What San Francisco did: San Francisco takes a more libertarian approach. Local activists often talk about drug use as a right — that people should be able to put what they want into their own bodies. They have also worked to destigmatize drug use, to make it easier for people to open up about it and seek help.

In early 2020, a downtown billboard showed happy young people seemingly enjoying a high together. “Know overdose,” the billboard said. “Do it with friends. Use with people and take turns. Try not to use alone, or have someone check on you.”

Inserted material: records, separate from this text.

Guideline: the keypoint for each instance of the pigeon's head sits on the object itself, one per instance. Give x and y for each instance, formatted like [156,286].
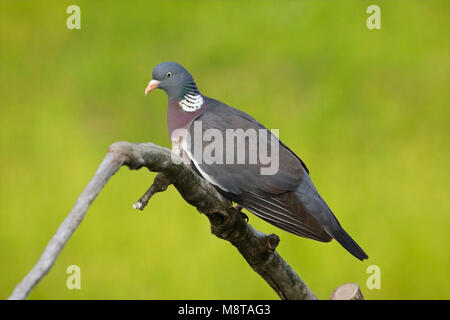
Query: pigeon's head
[173,78]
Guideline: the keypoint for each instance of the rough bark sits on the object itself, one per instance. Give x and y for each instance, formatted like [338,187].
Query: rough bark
[258,249]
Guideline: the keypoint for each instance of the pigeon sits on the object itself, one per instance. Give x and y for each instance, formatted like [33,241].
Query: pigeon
[286,198]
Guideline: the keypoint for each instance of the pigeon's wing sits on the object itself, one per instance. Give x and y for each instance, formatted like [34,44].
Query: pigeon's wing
[270,197]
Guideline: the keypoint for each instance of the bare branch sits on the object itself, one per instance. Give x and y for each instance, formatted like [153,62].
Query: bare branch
[257,248]
[347,291]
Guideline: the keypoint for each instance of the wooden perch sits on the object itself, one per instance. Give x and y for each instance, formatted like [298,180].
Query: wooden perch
[227,223]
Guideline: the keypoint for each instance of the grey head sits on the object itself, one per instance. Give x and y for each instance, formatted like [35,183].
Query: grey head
[178,83]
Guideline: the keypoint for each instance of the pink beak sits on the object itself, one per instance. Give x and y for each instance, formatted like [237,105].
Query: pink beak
[151,85]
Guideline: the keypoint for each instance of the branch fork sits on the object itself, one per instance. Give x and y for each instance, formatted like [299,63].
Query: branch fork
[227,223]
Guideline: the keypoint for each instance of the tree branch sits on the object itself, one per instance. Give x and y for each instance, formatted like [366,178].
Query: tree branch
[227,223]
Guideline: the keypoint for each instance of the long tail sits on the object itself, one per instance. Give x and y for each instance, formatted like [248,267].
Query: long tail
[347,242]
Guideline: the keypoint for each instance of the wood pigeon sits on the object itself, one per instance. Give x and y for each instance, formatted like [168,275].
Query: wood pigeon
[286,199]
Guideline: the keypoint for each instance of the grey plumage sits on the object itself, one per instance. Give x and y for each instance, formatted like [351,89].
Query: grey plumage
[287,199]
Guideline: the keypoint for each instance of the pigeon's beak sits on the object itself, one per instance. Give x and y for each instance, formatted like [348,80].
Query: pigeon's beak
[151,85]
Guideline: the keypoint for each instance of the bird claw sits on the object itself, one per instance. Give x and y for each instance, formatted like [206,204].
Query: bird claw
[239,209]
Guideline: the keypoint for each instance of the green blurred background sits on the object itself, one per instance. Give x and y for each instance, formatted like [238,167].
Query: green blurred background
[367,110]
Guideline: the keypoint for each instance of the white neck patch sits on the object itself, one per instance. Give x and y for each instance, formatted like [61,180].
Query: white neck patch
[191,102]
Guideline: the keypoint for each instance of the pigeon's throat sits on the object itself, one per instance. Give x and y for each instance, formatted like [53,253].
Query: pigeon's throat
[190,98]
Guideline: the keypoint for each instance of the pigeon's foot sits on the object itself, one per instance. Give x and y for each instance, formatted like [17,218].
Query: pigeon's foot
[239,209]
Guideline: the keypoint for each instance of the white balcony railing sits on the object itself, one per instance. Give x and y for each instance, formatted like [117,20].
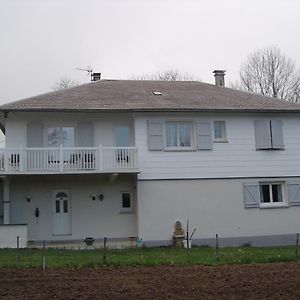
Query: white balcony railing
[68,160]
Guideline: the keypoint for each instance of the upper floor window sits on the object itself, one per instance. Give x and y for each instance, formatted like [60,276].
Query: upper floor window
[179,134]
[220,131]
[64,136]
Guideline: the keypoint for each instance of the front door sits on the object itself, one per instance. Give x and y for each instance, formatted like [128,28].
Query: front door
[61,213]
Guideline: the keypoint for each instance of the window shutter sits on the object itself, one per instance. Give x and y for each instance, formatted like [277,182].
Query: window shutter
[251,195]
[262,134]
[85,134]
[155,135]
[204,136]
[35,135]
[294,193]
[277,135]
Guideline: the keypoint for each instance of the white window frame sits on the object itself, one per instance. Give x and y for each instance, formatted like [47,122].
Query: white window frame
[179,148]
[272,204]
[224,138]
[127,209]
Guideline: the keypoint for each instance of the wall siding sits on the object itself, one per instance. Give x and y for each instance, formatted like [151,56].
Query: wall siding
[88,217]
[213,206]
[236,158]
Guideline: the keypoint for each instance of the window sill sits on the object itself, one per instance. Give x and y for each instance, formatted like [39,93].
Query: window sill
[127,212]
[180,149]
[283,205]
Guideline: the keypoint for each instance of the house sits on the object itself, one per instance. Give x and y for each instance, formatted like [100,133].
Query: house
[122,158]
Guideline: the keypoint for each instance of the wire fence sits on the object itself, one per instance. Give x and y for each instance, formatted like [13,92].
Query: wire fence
[90,256]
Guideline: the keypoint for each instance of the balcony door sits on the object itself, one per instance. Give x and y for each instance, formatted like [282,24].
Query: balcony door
[61,213]
[64,136]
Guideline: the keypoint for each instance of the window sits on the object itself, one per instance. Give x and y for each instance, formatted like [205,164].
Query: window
[220,131]
[122,136]
[272,194]
[126,201]
[179,134]
[57,136]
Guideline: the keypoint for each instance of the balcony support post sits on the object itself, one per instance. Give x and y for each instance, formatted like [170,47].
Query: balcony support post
[6,200]
[100,157]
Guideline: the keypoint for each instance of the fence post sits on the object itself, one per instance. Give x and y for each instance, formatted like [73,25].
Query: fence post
[18,247]
[104,251]
[100,157]
[217,247]
[297,243]
[21,161]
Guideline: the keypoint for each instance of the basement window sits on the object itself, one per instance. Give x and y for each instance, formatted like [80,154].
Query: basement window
[157,93]
[272,194]
[126,202]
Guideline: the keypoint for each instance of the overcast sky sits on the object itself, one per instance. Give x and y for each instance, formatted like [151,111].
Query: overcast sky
[44,40]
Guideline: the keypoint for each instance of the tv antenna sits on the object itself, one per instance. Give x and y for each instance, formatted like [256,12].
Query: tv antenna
[89,71]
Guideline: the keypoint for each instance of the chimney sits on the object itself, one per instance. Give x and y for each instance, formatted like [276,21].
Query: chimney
[219,77]
[95,76]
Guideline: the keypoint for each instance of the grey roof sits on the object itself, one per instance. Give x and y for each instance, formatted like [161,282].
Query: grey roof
[137,95]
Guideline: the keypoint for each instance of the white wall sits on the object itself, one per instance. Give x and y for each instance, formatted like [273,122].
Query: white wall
[88,218]
[9,234]
[16,125]
[237,158]
[212,207]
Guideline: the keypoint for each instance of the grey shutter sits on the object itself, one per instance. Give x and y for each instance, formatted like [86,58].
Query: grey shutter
[277,134]
[35,135]
[294,193]
[85,134]
[204,135]
[155,135]
[251,194]
[262,134]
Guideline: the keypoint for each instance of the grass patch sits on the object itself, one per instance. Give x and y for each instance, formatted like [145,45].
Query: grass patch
[32,258]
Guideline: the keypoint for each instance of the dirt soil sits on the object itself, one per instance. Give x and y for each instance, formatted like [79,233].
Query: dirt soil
[261,281]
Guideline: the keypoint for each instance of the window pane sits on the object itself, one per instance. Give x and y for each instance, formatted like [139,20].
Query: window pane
[68,136]
[185,130]
[126,202]
[219,130]
[122,136]
[54,136]
[277,192]
[171,134]
[57,206]
[65,206]
[265,193]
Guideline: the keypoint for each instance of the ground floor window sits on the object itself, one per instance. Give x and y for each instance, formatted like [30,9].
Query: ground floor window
[126,201]
[272,194]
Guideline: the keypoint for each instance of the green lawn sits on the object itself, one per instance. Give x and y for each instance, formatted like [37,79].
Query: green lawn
[26,258]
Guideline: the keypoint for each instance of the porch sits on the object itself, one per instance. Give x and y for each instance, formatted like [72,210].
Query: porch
[68,160]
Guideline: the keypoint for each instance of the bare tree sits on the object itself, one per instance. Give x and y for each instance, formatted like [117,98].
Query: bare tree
[168,75]
[271,73]
[64,83]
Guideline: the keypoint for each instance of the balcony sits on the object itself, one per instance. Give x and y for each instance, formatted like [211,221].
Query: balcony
[68,160]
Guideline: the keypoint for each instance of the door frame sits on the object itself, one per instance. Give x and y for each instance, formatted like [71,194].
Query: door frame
[54,193]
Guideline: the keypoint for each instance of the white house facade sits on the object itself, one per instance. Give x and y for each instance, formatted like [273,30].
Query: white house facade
[127,159]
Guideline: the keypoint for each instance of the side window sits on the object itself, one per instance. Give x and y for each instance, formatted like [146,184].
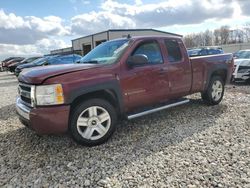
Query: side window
[151,50]
[174,51]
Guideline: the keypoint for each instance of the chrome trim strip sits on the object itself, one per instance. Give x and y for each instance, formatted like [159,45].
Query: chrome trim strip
[24,85]
[22,110]
[157,109]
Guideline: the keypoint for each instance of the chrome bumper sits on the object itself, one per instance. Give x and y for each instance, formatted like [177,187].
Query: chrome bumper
[22,110]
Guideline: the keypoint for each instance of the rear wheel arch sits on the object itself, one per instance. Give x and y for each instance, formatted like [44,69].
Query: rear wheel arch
[220,71]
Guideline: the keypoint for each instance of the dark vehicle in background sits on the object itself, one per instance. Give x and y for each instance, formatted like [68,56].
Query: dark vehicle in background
[242,66]
[123,78]
[49,60]
[5,64]
[204,51]
[13,66]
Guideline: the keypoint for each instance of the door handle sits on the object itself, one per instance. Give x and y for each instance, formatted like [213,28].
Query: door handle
[163,70]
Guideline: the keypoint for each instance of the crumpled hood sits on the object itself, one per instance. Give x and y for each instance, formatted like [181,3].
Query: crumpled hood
[37,75]
[242,62]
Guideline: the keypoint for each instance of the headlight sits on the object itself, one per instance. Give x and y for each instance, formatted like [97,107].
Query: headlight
[49,94]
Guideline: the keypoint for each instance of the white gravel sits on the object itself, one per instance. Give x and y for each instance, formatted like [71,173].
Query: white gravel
[188,146]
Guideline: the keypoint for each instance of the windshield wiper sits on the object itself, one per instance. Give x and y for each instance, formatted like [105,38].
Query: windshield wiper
[90,62]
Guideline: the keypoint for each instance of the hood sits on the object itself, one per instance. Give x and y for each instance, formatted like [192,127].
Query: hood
[39,74]
[27,65]
[242,62]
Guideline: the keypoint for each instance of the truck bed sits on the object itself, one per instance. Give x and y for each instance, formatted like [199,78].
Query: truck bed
[202,66]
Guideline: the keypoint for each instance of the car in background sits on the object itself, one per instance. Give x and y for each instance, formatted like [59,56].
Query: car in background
[8,61]
[14,65]
[204,51]
[49,60]
[242,66]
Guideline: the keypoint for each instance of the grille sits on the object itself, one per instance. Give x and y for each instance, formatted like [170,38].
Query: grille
[24,91]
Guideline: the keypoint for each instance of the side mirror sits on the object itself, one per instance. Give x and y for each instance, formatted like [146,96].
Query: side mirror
[137,60]
[46,63]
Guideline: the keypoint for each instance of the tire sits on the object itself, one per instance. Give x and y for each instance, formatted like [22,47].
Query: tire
[215,91]
[93,122]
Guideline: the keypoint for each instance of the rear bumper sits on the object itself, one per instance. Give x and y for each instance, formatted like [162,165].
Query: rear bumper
[44,120]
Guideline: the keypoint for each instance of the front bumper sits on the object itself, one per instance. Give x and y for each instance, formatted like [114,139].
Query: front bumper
[44,120]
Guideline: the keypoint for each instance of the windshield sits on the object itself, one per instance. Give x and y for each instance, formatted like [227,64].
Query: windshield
[243,55]
[106,53]
[193,52]
[40,61]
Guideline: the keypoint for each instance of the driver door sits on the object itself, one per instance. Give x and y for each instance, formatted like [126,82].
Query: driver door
[146,84]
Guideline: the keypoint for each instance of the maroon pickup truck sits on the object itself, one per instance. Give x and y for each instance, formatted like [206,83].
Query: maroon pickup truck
[124,78]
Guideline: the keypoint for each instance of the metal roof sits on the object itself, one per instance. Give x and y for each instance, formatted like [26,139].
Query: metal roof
[118,30]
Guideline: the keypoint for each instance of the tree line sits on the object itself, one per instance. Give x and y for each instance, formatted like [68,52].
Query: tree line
[220,36]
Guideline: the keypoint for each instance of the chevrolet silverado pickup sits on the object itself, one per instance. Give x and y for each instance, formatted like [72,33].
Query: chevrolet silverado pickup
[123,78]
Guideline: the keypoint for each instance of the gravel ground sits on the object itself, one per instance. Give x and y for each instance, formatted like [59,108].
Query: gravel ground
[193,145]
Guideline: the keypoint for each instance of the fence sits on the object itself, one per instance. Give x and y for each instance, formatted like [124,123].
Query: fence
[231,48]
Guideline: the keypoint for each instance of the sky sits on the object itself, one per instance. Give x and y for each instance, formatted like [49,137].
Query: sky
[34,27]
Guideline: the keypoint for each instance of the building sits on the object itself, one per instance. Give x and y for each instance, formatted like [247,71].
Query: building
[62,51]
[84,44]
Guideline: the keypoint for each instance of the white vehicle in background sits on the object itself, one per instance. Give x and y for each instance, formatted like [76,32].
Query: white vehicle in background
[242,66]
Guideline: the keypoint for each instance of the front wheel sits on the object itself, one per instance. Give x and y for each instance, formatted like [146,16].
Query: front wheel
[215,91]
[93,122]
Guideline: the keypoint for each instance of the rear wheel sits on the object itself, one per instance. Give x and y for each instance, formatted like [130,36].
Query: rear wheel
[93,122]
[215,91]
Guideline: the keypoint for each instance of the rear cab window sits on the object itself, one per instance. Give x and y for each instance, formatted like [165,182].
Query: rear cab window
[152,50]
[174,50]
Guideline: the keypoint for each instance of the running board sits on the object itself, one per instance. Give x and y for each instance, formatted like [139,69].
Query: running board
[157,109]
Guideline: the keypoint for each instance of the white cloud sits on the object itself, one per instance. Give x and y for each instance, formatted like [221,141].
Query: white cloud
[98,21]
[41,47]
[28,30]
[114,14]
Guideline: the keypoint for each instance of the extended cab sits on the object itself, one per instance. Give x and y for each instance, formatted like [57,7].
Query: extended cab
[120,78]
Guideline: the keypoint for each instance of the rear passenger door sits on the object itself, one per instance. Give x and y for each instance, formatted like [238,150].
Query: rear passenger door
[179,68]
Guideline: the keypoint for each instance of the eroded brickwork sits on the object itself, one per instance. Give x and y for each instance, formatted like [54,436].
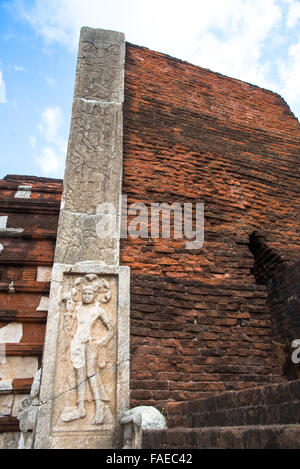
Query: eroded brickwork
[29,209]
[199,321]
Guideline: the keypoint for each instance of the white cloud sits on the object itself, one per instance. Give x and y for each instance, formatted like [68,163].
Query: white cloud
[290,73]
[18,68]
[226,36]
[51,161]
[51,122]
[235,37]
[51,147]
[2,89]
[293,14]
[32,141]
[50,81]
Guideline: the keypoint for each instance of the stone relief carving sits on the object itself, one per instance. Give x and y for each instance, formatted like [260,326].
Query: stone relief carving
[84,346]
[27,415]
[138,419]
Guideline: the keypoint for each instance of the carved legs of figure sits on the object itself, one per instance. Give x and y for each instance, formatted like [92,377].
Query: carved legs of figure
[98,391]
[74,413]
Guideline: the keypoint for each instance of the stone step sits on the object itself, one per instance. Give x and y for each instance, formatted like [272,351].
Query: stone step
[238,437]
[276,404]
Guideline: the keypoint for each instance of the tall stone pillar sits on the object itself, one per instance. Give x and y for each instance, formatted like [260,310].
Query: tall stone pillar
[85,376]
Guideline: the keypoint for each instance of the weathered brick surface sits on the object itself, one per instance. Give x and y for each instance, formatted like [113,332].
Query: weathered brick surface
[200,323]
[284,298]
[277,404]
[21,255]
[248,437]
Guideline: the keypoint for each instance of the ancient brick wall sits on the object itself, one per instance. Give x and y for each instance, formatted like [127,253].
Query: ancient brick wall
[29,209]
[199,321]
[284,300]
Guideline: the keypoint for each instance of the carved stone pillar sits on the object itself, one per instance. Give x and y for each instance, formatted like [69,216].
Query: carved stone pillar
[85,376]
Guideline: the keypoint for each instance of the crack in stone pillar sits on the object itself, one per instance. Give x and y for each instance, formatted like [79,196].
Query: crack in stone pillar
[85,377]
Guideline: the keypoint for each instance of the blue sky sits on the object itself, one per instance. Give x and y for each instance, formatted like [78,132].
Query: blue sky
[257,41]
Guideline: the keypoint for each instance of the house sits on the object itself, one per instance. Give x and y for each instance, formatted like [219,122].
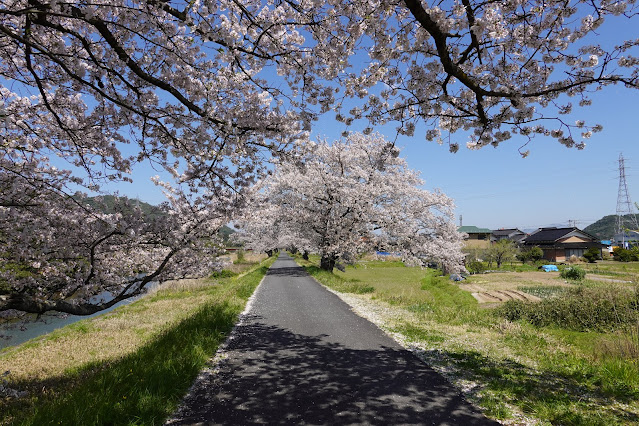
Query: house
[626,239]
[559,244]
[513,234]
[477,237]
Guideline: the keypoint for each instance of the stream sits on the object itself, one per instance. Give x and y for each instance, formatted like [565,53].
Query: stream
[15,334]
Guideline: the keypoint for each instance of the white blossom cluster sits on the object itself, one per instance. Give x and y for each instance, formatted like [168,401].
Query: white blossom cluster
[207,90]
[351,197]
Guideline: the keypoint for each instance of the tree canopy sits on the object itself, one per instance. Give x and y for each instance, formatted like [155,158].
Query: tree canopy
[351,197]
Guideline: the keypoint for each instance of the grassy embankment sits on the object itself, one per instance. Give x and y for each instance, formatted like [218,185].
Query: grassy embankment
[129,366]
[563,371]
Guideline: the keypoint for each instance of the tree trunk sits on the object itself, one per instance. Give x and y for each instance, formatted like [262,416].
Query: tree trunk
[327,262]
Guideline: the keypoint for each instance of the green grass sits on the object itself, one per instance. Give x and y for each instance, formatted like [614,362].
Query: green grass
[551,374]
[146,385]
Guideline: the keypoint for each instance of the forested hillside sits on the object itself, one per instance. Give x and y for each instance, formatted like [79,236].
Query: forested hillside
[107,206]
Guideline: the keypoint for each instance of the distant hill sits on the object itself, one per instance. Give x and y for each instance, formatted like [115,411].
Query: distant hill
[149,210]
[604,228]
[108,202]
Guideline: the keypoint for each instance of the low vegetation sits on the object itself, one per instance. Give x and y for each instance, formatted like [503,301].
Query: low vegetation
[130,366]
[577,364]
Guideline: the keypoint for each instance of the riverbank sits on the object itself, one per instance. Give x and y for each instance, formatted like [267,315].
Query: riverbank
[132,365]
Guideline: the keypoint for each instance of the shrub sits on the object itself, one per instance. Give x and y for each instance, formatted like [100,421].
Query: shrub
[580,309]
[573,273]
[592,255]
[532,254]
[476,267]
[621,254]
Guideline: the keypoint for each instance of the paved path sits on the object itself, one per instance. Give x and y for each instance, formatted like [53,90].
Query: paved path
[303,357]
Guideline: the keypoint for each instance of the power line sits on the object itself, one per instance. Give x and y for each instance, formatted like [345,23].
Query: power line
[624,205]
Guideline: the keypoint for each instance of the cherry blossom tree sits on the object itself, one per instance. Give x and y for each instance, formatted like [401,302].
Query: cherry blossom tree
[494,69]
[351,197]
[206,90]
[88,91]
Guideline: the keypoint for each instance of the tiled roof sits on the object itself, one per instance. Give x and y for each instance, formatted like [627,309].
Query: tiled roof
[474,230]
[552,234]
[506,232]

The billboard is no longer there, but to critics, it represented a school of thought that came close to loving the sin, or at least accepting it. San Francisco “is on the extreme of a pro-drug culture,” Keith Humphreys, a drug policy expert at Stanford, told me.

What Portugal did: The biggest challenge to addressing a drug crisis is making everything work together. In the 1990s, Lisbon was called the “heroin capital of Europe.” About 1 percent of Portugal’s population used hard drugs. Hundreds died each year, a large toll in a small nation.

Portugal’s now-famous response — decriminalizing drugs and funding new addiction treatment programs, harm reduction services and dissuasion commissions — came from changes in national laws that reflected a unified top-down plan.

In recent years, some drug problems have ticked up, as The Washington Post reported. But for the most part, the system remains. Portugal’s drug-related deaths are still a fraction of what they were in the 1990s. The country also has fewer such deaths, after accounting for population, than most of its European peers.

What San Francisco did: What one American city does, with limited resources and jurisdiction, is hard to compare with what an entire country does. On a federal level, the U.S. has yet to agree on a successor to what has come to be seen as its draconian war on drugs. But to the extent San Francisco’s leaders could have come together to create a comprehensive drug policy plan, they never did.

Instead, city officials mostly break down into two factions. One side, represented by the San Francisco Department of Public Health and locally funded nonprofits, has focused on harm reduction efforts. The other side, led by law enforcement agencies, wants to increase the role of the police and punishment to stop drug use and dealing.

The two sides are often at odds. For example, District Attorney Brooke Jenkins argues that the straw-and-foil distribution program isn’t supported by research and could be enabling drug use without a public health benefit. “No one has shown me the evidence,” she said. The Department of Public Health defended its work in a statement: “We want to make sure people do not die of an overdose before they have a chance to seek treatment.”

It’s a debate happening everywhere, with particular intensity in San Francisco. “To get a strategy, you need an objective,” said Nils Behnke, former chief executive of St. Anthony’s Foundation, which provides housing and treatment to drug users in the city. “That does not exist here.”